Deutsche Aktien halten hohes Niveau

Deutsche Aktien haben am Mittwoch ihr höheres Kurniveau verteidigt. Die jüngsten US-Konjunkturdaten lösten am Nachmittag keine neue Bewegung aus. Der Dax schwankte bis zum Nachmittag um seinen Vortagesschluss und stand zuletzt 0,01 Prozent tiefer bei 8415 Punkte.

In seiner jüngsten Erholung hatte er am Vortag auf dem höchsten Stand seit Ende Mai geschlossen. Für den MDax ging es zur Wochenmitte um 0,25 Prozent hoch auf 14 817 Punkte, der TecDax gewann 0,99 Prozent auf 1041 Punkte. Der Leitindex der Eurozone, der EuroStoxx 50, kletterte bei anhaltend guter Stimmung vieler Anleger um 0,06 Prozent nach oben.

«Die ermutigenden Konjunkturdaten aus Frankreich und Deutschland unterstreichen die Hoffnung, dass die Eurozone wirtschaftlich das Schlimmste hinter sich hat», sagte Marktexperte Robert Halver von der Baader Bank. Der krisengeplagte Euroraum hat nach anderthalb Jahren Misere den Weg aus der Rezession gefunden. Fundamental sind laut Halver 8800 Punkte im Dax möglich.

Hierzulande läuft die Berichtssaison mit einer letzten Flut an Bilanzvorlagen langsam aus. Mit RWE und ThyssenKrupp rücken zwei Sorgenkinder im Dax in den Fokus. «Bei RWE sind die bereinigten Ergebnisse etwas enttäuschend ausgefallen», sagte ein Börsianer.
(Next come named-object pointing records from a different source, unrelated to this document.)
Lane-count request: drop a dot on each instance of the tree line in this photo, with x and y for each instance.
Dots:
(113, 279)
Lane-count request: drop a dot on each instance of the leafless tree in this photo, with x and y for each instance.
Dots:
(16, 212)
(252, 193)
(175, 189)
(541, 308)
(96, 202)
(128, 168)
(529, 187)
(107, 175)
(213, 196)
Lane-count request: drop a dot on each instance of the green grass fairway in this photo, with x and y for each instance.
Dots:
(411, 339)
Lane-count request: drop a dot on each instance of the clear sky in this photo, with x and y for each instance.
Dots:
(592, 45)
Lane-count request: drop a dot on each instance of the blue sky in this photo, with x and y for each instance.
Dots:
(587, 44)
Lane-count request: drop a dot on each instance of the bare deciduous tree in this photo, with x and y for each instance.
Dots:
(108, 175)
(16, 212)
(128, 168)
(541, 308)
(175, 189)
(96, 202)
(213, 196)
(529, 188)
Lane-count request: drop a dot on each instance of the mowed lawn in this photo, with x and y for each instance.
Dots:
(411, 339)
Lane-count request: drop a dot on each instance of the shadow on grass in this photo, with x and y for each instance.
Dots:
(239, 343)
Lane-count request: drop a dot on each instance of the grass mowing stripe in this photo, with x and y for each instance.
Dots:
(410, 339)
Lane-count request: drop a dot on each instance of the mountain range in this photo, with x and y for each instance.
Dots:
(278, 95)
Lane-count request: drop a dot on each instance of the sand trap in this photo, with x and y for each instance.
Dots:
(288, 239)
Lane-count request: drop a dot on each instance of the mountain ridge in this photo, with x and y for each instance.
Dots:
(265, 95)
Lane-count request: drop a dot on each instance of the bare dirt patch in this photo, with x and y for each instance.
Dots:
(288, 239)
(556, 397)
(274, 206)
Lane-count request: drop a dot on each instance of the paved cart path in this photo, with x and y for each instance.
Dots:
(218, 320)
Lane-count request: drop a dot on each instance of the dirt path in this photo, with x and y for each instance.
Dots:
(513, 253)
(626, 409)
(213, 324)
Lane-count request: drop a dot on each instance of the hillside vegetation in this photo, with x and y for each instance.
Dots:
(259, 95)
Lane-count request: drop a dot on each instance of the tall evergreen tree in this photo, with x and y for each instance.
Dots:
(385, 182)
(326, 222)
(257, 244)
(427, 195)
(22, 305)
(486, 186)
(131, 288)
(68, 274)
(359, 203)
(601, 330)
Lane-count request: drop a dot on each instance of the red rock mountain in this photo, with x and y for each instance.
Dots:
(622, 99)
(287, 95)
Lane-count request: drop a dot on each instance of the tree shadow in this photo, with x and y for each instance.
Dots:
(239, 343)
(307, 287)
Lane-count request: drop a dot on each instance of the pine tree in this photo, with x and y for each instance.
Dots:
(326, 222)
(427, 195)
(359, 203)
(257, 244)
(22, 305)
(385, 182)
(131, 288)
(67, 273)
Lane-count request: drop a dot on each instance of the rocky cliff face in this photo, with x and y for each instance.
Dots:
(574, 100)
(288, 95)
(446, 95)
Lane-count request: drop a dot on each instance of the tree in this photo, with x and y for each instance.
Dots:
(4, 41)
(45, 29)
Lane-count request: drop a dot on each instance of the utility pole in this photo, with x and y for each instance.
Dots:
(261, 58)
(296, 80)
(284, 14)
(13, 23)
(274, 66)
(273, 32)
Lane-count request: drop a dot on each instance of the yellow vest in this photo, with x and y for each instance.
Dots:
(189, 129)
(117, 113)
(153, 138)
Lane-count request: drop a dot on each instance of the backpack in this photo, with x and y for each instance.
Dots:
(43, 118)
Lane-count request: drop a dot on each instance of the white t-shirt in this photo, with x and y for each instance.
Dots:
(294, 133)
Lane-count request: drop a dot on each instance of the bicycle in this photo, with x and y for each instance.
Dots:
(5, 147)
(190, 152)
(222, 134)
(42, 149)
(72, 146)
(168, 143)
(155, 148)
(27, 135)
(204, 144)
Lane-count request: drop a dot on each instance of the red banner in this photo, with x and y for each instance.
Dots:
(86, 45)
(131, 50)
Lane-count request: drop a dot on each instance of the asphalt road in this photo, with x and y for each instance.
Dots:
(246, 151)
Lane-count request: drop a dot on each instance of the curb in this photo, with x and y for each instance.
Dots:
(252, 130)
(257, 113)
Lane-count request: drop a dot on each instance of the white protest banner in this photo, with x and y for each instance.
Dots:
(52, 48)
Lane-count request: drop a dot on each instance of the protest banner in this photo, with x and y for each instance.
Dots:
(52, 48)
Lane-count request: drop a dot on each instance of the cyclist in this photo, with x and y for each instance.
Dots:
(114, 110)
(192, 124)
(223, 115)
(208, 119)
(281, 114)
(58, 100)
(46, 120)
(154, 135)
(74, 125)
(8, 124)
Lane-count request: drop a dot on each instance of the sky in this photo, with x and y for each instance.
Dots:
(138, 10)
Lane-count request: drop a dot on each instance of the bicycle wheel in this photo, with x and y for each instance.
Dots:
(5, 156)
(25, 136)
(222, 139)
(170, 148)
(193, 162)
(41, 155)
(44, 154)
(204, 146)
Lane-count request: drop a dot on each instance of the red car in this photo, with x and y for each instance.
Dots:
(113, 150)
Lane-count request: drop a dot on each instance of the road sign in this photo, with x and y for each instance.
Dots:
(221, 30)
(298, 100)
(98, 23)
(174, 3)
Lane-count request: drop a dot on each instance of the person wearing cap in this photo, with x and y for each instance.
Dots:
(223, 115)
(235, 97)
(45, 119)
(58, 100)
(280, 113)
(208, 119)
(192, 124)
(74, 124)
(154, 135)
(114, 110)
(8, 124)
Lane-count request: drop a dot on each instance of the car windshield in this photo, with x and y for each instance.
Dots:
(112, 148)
An der Prognose hielt RWE fest. Die Aktie fiel mit minus 4,79 Prozent auf 21,29 Euro ans Dax-Ende.

Der angeschlagene Industriekonzern ThyssenKrupp steckt weiter tief in den roten Zahlen. Beim geplanten Verkauf der verlustreichen Stahlwerke in Übersee tritt er auf der Stelle. Ein Analyst sagte: «Alles in allem sind die Zahlen OK und die Ziele wurden bestätigt. Es gibt aber keinen Anlass das Investmentszenario zu verändern. Wir bleiben vorsichtig.» Die Papiere von ThyssenKrupp sackten um 2,05 Prozent ab.

Bester Wert im Dax waren Infineon-Aktien mit plus 1,53 Prozent. Spekulationen um eine Konsolidierung in dem Sektor hätten dem Papier des Halbleiterherstellers einen positiven Impuls gegeben, hieß es.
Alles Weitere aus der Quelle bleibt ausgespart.